Солнце, пропахав свою небесную борозду, озарило пурпурным светом вершину холма и скрылось. На западе плыли легкие кудрявые облака, похожие на небесные закатные сады.
Черная буйволица отличалась кротостью и терпением. Ребятишки ползали у нее между ног, карабкались на спину — она все сносила. Пастушок объездил ее уже в самом начале лета. Вечерами, когда приближалась пора гнать стадо с пастбища, он, стукнув ее по рогам, покрикивал: «Голову!» Буйволица послушно выполняла его приказ. Дождавшись, пока он ухватится за рога и вскарабкается ей на спину, она двигалась с места. Бывало, парнишка, выпрямившись во весь рост, расхаживал по буйволиной спине и при этом выделывал разные трюки, он мог лежать там часами, пока животное мирно щипало траву на лужайке. Вранка ходила за Белкой, как тень, хотя Белка норовила боднуть ее рогом. Надумав перегонять буйволиц в другое место, пастушок припускался за белой. Черная поднимала голову, в первую минуту не понимая, в чем дело, а смекнув, с призывным мычанием бежала за Белкой, слегка волоча ноги. Когда же Белку отдавали на день или два соседям, Вранка то и дело протяжно мычала, задрав голову, будто звала подругу, и, если на ее зов откликалась какая-нибудь буйволица с соседнего пастбища, она стремглав бежала туда — обнюхает ее, потрется мордой и, убедившись, что это не Белка, начнет щипать траву в сторонке, забыв о том, что надо вернуться, приходилось пастушку угонять ее обратно. Когда начиналась гроза, Вранка испуганно задирала морду и забирала на месте, словно находясь во власти каких-то неясных воспоминаний, но так продолжалось недолго, всего несколько мгновений, потом она, прядая ушами и помахивая хвостом, растерянно оглядывалась по сторонам, расставляла пошире передние ноги и снова начинала пастись как ни в чем не бывало. Она хорошо знала свою кличку, стоило кому-нибудь позвать ее, как она тут же откликалась, а услышав голос хозяина, задирала морду и мычала в ответ.
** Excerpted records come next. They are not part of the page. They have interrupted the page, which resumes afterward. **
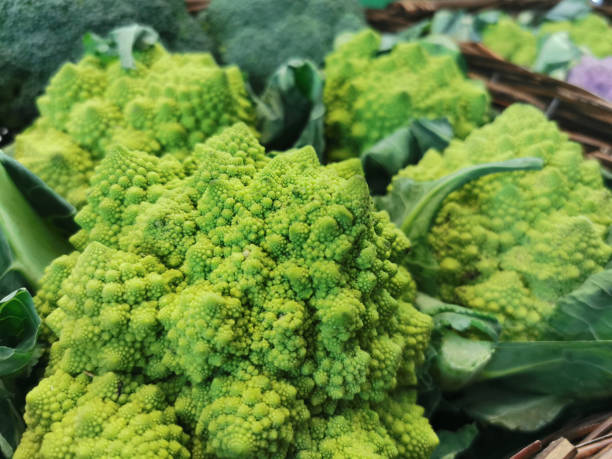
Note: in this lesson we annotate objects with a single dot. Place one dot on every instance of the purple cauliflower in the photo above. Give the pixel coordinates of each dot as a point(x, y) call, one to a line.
point(594, 75)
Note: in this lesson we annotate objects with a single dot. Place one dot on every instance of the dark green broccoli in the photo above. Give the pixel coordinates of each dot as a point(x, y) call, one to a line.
point(260, 35)
point(39, 36)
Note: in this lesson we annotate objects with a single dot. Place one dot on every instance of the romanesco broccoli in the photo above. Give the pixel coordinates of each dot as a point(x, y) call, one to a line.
point(261, 35)
point(369, 96)
point(167, 104)
point(520, 45)
point(592, 31)
point(512, 244)
point(39, 36)
point(259, 299)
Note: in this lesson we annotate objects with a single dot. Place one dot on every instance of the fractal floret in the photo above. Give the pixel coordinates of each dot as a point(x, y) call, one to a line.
point(513, 243)
point(247, 307)
point(592, 31)
point(165, 105)
point(369, 96)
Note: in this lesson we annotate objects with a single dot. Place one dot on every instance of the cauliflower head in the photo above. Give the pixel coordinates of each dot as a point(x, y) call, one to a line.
point(369, 96)
point(166, 105)
point(261, 296)
point(592, 31)
point(511, 244)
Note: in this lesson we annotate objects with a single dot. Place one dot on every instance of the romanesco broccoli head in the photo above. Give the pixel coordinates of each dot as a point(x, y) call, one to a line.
point(369, 96)
point(512, 244)
point(261, 35)
point(261, 295)
point(110, 415)
point(592, 31)
point(40, 36)
point(166, 105)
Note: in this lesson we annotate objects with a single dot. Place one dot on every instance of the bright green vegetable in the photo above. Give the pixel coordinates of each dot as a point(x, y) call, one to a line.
point(592, 31)
point(260, 35)
point(258, 298)
point(526, 46)
point(511, 41)
point(513, 244)
point(38, 37)
point(167, 104)
point(368, 97)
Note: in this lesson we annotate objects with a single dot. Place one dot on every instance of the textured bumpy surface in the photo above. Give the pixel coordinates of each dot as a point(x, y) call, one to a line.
point(258, 298)
point(369, 97)
point(38, 37)
point(592, 31)
point(513, 243)
point(520, 45)
point(260, 35)
point(166, 105)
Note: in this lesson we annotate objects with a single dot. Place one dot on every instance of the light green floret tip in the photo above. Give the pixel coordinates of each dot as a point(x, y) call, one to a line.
point(261, 295)
point(513, 243)
point(100, 417)
point(592, 31)
point(362, 110)
point(164, 106)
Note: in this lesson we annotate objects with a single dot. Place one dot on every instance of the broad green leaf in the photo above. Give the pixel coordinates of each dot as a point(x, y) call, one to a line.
point(569, 369)
point(459, 360)
point(463, 341)
point(29, 241)
point(585, 313)
point(557, 53)
point(121, 42)
point(290, 111)
point(405, 146)
point(45, 202)
point(19, 324)
point(454, 443)
point(463, 320)
point(412, 205)
point(512, 408)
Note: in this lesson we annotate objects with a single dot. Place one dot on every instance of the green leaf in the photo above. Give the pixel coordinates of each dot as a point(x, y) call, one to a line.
point(511, 408)
point(585, 313)
point(557, 53)
point(19, 324)
point(405, 146)
point(459, 360)
point(568, 10)
point(569, 369)
point(43, 200)
point(412, 205)
point(463, 320)
point(34, 225)
point(290, 111)
point(121, 42)
point(454, 443)
point(459, 355)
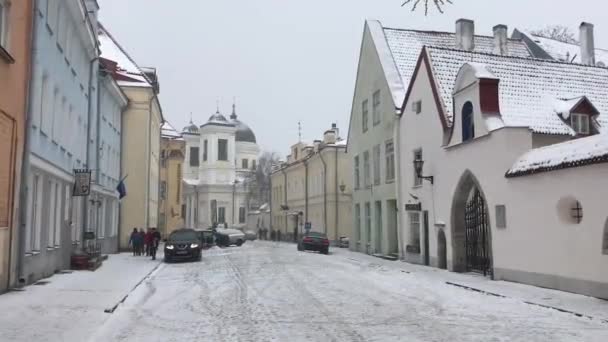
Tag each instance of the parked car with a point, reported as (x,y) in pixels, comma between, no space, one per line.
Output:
(206,237)
(344,242)
(227,237)
(314,241)
(183,244)
(250,235)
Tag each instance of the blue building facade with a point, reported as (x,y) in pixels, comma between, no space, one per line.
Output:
(62,105)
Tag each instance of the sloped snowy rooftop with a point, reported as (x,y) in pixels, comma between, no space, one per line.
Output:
(405,46)
(578,152)
(528,88)
(128,71)
(567,52)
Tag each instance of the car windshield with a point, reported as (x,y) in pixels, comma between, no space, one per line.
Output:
(183,235)
(317,235)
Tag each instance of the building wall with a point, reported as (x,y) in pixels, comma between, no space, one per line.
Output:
(371,78)
(538,245)
(14,81)
(140,163)
(171,191)
(64,44)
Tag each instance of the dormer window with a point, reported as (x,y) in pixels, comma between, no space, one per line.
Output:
(468,122)
(580,123)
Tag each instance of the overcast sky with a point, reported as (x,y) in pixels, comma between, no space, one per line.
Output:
(291,60)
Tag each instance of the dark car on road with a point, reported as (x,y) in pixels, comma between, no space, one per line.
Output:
(183,244)
(314,241)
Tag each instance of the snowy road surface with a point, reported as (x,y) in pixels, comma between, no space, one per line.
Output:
(270,292)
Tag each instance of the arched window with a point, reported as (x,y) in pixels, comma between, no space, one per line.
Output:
(468,124)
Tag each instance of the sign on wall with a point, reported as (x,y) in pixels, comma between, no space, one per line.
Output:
(82,183)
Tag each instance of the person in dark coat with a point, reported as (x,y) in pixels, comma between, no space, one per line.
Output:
(155,241)
(133,241)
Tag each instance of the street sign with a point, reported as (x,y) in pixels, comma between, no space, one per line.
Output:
(82,183)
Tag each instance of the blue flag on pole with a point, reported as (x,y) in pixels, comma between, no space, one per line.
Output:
(122,190)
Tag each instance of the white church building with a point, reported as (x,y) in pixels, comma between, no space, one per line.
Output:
(221,155)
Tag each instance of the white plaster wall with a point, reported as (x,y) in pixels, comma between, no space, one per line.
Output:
(370,77)
(535,239)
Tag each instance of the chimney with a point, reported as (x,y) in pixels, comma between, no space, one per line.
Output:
(501,40)
(465,34)
(587,44)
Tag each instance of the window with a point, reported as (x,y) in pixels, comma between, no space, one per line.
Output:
(205,147)
(376,107)
(377,162)
(357,180)
(357,223)
(221,213)
(366,175)
(468,122)
(417,107)
(242,215)
(417,156)
(4,24)
(222,149)
(414,228)
(368,222)
(580,123)
(194,156)
(163,190)
(390,160)
(365,116)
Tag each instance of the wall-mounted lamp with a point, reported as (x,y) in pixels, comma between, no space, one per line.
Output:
(418,165)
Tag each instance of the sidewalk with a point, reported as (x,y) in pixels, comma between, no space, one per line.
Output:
(69,307)
(591,307)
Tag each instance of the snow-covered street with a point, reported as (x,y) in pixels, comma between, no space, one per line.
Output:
(270,292)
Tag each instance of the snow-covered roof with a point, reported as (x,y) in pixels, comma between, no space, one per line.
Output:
(402,47)
(128,73)
(168,131)
(567,52)
(578,152)
(528,88)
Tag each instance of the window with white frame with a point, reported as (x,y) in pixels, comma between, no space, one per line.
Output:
(357,176)
(365,115)
(4,23)
(580,123)
(414,217)
(377,161)
(389,152)
(366,170)
(376,107)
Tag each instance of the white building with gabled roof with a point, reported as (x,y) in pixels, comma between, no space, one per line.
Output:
(387,61)
(503,162)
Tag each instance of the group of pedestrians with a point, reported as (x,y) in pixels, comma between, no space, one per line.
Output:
(145,242)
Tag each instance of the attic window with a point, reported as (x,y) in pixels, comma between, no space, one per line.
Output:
(580,123)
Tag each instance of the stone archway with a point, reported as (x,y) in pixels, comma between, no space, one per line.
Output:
(442,252)
(470,229)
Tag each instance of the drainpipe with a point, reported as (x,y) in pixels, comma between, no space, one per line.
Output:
(324,190)
(337,219)
(20,224)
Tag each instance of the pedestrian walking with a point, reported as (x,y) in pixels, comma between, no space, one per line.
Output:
(133,241)
(155,241)
(148,241)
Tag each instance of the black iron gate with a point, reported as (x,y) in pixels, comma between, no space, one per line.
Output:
(477,235)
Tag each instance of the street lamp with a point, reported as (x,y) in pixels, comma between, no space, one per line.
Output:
(418,164)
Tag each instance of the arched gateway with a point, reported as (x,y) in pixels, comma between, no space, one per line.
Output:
(471,234)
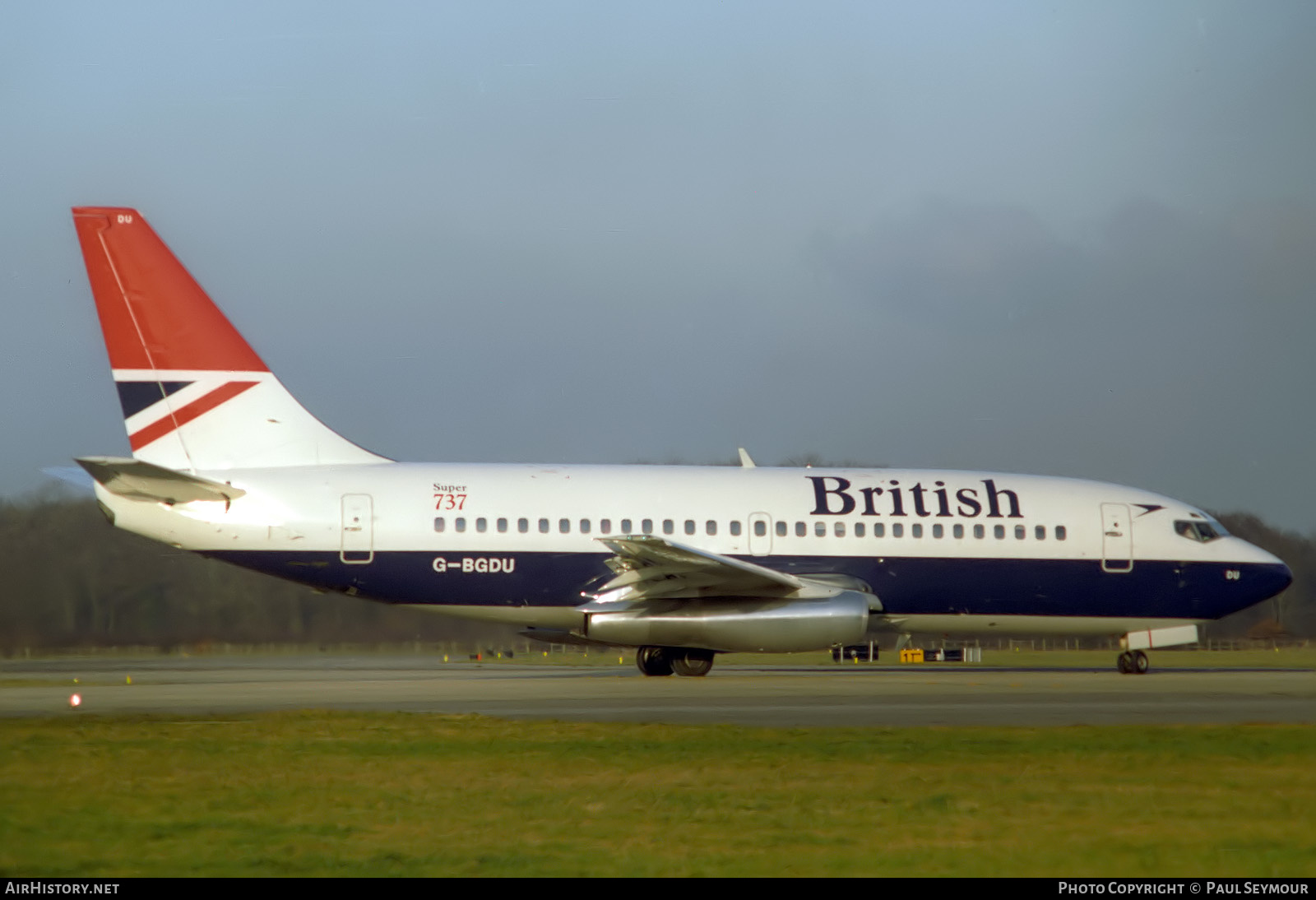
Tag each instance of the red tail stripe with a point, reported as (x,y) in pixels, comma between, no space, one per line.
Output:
(188,414)
(151,311)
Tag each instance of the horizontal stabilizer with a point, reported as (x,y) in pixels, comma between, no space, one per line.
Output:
(144,480)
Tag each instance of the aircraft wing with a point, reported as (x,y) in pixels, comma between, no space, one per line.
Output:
(651,568)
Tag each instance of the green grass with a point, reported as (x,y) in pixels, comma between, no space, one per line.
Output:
(398,794)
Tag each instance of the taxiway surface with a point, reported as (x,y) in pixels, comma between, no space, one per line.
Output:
(860,695)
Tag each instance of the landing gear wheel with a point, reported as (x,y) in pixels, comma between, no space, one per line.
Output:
(1133,662)
(693,663)
(653,661)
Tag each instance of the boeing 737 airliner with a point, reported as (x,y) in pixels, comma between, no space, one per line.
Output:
(679,562)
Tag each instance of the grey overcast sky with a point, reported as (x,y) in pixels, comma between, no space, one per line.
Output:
(1068,239)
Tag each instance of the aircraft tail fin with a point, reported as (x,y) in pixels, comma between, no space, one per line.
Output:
(195,395)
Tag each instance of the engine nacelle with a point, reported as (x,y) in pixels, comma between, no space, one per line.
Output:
(737,624)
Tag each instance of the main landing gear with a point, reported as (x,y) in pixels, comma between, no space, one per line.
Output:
(679,661)
(1133,662)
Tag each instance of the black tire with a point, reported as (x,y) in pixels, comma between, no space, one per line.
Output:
(653,661)
(691,663)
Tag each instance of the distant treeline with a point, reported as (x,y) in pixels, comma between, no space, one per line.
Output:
(72,581)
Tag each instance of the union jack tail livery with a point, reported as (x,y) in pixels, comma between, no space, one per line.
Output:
(195,395)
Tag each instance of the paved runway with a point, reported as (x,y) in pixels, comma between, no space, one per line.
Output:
(841,695)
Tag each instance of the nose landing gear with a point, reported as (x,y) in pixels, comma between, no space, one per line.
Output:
(1133,662)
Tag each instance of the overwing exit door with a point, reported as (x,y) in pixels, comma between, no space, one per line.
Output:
(359,537)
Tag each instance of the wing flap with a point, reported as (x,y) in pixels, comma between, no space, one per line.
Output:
(653,568)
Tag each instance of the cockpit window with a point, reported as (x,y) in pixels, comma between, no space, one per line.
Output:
(1202,531)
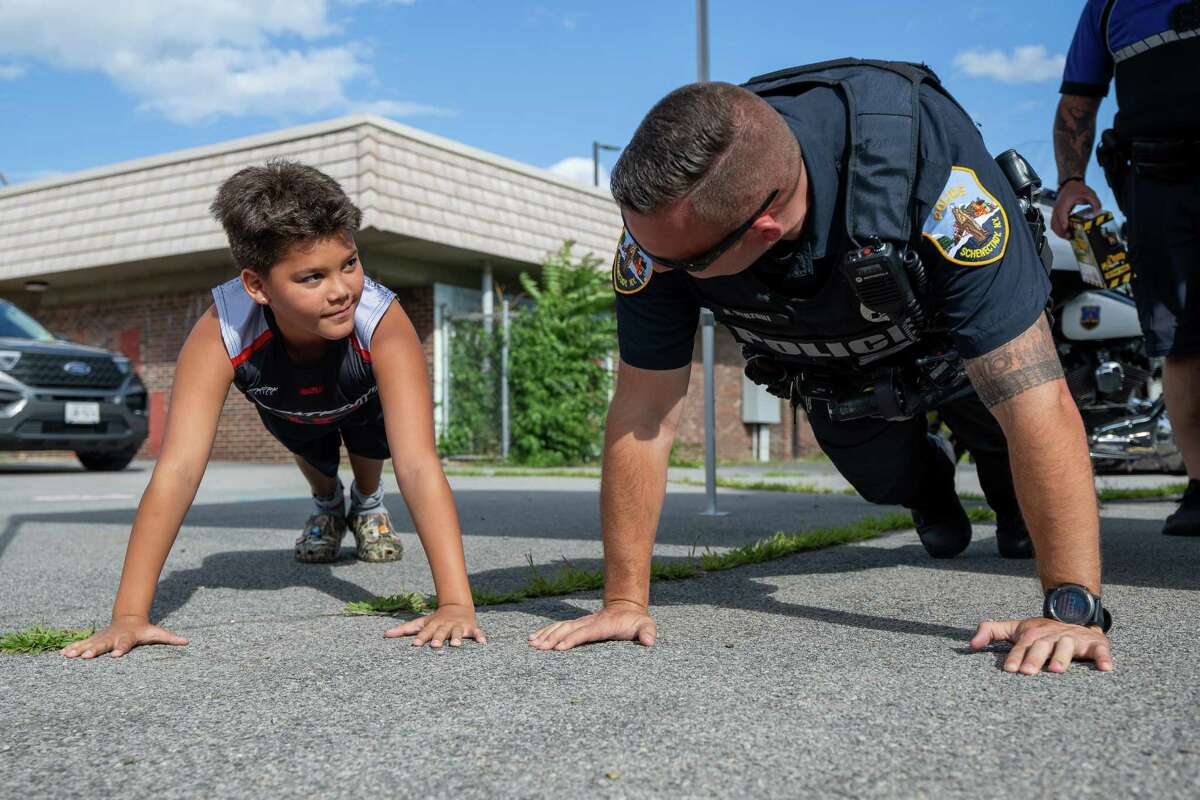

Белка же унаследовала от своих предков — буйволов светлой громодольской породы — характерные для них хитрость и своенравие. А еще она была, как они, не в меру любопытна. Шаталась по двору — всюду ей надо было сунуть свой нос, порой даже в дом заходила, все норовила понюхать, попробовать на вкус. При этом она частенько умудрялась зацепиться за что-нибудь рогом или прищемить хвост, а порой, бывало, ее угораздит съесть что-нибудь несъедобное. И ведь не из обжорства, а от дури! — сокрушался Стоян. И в упряжке белая оставалась верна себе. Она старалась опережать Солдатку, чтобы на долю той приходилась основная тяжесть работы. Остановит Стоян буйволиц, чтобы дух перевели, Белка постоит минутку да и рванет с места; станет погонять их — она вспомнит, что нужно помочиться; телегу могла опрокинуть, доставая пучок травы с обочины. Когда же наступала страда, между Громодольцем и Белкой начиналась самая что ни на есть война. Ему случалось и поколачивать ее, только она от этого становилась еще упрямее. Схватится Стоян за палку, не успеет замахнуться, а ее и след простыл. Если же ему удавалось застать ее врасплох, зайдя спереди, она вставала на дыбы и бросалась прямо на него. В такие дни она делалась пугливой, настороженно следила за каждым, кто проходил мимо, а лежа то и дело вздрагивала и порывалась вскочить на ноги. В конце концов Громодолец видел, что переборщил и шел на мировую. К вечеру он доставал из торбы оставшийся ломоть хлеба и протягивал его бунтарке. Та долго колебалась, но не могла преодолеть искушения — запах хлеба щекотал ей ноздри. Наконец, решившись, она брала хлеб с ладони. Хозяин гладил ее по голове, а Белка недоверчиво косилась на него, вздрагивая при каждом его прикосновении, будто это была не рука хозяина, а раскаленное железо.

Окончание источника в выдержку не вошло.